What happened was; they preformed a triple by-pass on my dad, everything went fine, they closed him up, and could not get his heart going back on it's own. Eventually they had to open him up again, and do another by-pass. They said there was more damage than what was originally indicated in all the tests. Like I just said it was 18 years ago, and I do not have the complete story at hand. But the agony we went through, as a family, was real enough, and I'll never forget what that was like. (Including our concern for what my dad was going through)

And although my father never did come out of the coma, his body healed, and he was taken off the respirator, and put into a regular room, and eventually into a nursing home.

The story still sounds incomplete. 20 years ago, nearly all the CABGs were on-pump. A situation in which the heart could not be resuscitated this way would just lead to death on the operating room table, not coma.

You jumped to conclusions with me, all I was asking was that with all the patients and families, and situations you have seen has it become "just one more"? Or are there times you are moved to emotion or sympathy by what you see happening?
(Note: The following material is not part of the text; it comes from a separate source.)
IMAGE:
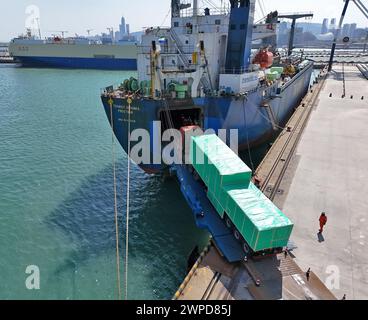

Those in which the patient suffers from an end-stage chronic disease all play out the script identically. Your father's incident of surgery gone wrong is not a chronic end-stage disease. The script goes something like this:

* patient with a chronic ailment, who is often languishing in a nursing home, is admitted to the ICU for some acute illness, such as pneumonia
* physician realizes patient has a chronic, debilitating, and ultimately terminal illness for which there is no treatment
* physician tells family of the chronic illness (ie. metastatic cancer) and suggests palliation may be warranted
* family reacts indignantly as if they believed that chronic illness was curable
* physician relents. patient spends another 2 weeks in the ICU with one problem or another surfacing (which means they were there all along) that prevents patient from being discharged
* family then begins to see that patient is not getting any better and produces a written advanced directive where the patient indicated refusal of life-sustaining measures. [some variation here... maybe advanced directive is produced earlier but ignored, for example]
* patient is made DNR, and life-sustaining measures withdrawn on a schedule the family agrees (usually after every relative and friend is summoned to watch death unfold), and patient dies usually seconds to minutes later

By the time the patient had died, he hadn't been conscious for months to years, and his body had atrophied to the point where he was a skeleton. Yet, the family insisted he was "ok." He had, effectively, been dead all that time, and there had only been the illusion of life. ("Illusion of life" is another phrase I may utter to families in this position.)

I hope you understand my point of view, here. I don't begrudge families who had a young person with an acute catastrophic injury or illness. That's not the same as the family who plunged their heads into the sand while a family member degenerated and shriveled up over months to years, and they couldn't accept it, even after years, and instead devolved to family in-fighting.

I used to believe that I was seeing on a small segment of the population do this, but studies have shown that 90% of a person's wealth is spent in the last 6 months of life. That means that this happens with almost everyone.